1. RSS (Receive Side Scaling) — check how many RX queues your NIC has​


This is likely the most important one. Without RSS (or with only 1 RX queue), the NIC has a single ring buffer drained by a single CPU core. With RSS, the NIC distributes incoming packets across multiple RX queues — each with its own ring buffer and interrupt on a different core — so the drain work is parallelized.

Your `eno1` is likely an Intel onboard NIC (igb or ixgbe driver). Check the current queue count:

Bash:
ethtool -l eno1

Intel NICs report "combined" channels. If the count is low, increase it:

Bash:
ethtool -L eno1 combined 8

(For Mellanox ConnectX NICs with the mlx4 driver, the equivalent is `ethtool -L <iface> rx 8` — mlx4 reports separate RX/TX counts rather than combined.)

With multiple queues, the NIC hardware hashes packets by (src IP, dst IP, TCP port) and distributes them across queues. Since Ceph's OSD-to-OSD connections use different TCP ports, they naturally spread across different queues and cores.

2. Ring buffer size — revisit after checking RSS​


A larger ring buffer with a single queue doesn't help — it just adds per-packet queueing delay, which hurts Ceph's latency-sensitive operations (heartbeats, write acks). With multiple RSS queues the combination becomes effective.

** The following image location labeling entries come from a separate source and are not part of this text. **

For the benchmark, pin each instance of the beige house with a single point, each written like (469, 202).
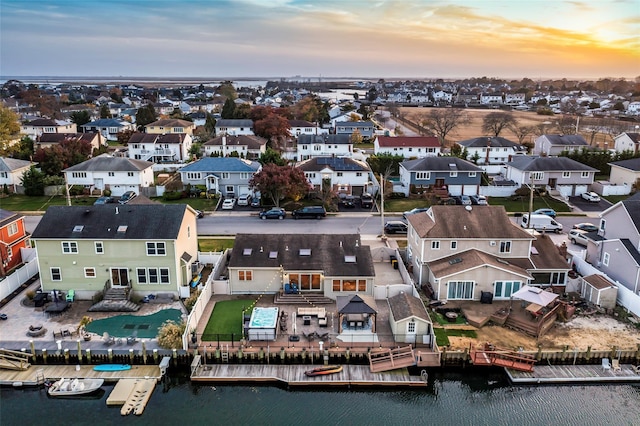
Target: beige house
(142, 249)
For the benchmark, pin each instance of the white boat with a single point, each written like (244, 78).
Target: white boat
(73, 387)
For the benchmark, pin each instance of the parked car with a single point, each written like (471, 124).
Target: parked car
(104, 200)
(585, 226)
(548, 212)
(395, 227)
(309, 212)
(127, 196)
(273, 213)
(590, 196)
(414, 211)
(229, 204)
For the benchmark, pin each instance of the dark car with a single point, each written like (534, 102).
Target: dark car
(273, 213)
(309, 212)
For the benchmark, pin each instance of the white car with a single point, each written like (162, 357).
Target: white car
(591, 196)
(228, 204)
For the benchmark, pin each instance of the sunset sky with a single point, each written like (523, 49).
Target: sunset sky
(321, 38)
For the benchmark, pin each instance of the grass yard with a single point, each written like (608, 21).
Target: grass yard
(226, 320)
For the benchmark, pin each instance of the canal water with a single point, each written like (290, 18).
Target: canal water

Check your current and max sizes:

Bash:
ethtool -g eno1

3. Per-NIC error counters​


`ethtool -S` breaks errors down by cause, which helps distinguish ring buffer overflows from physical-layer issues (CRC, cable):

Bash:
ethtool -S eno1 | grep -iE 'err|drop|over|crc|discard'

4. Flow control (pause frames)​


This lets the NIC tell the switch to slow down when its buffer is filling:

Bash:
ethtool -a eno1          # check current setting
ethtool -A eno1 rx on    # enable if off

The switch side needs to honor pause frames too — worth checking in your switch config.

The `ethtool -l eno1` output would be the most useful starting point — it tells us whether RSS is the bottleneck.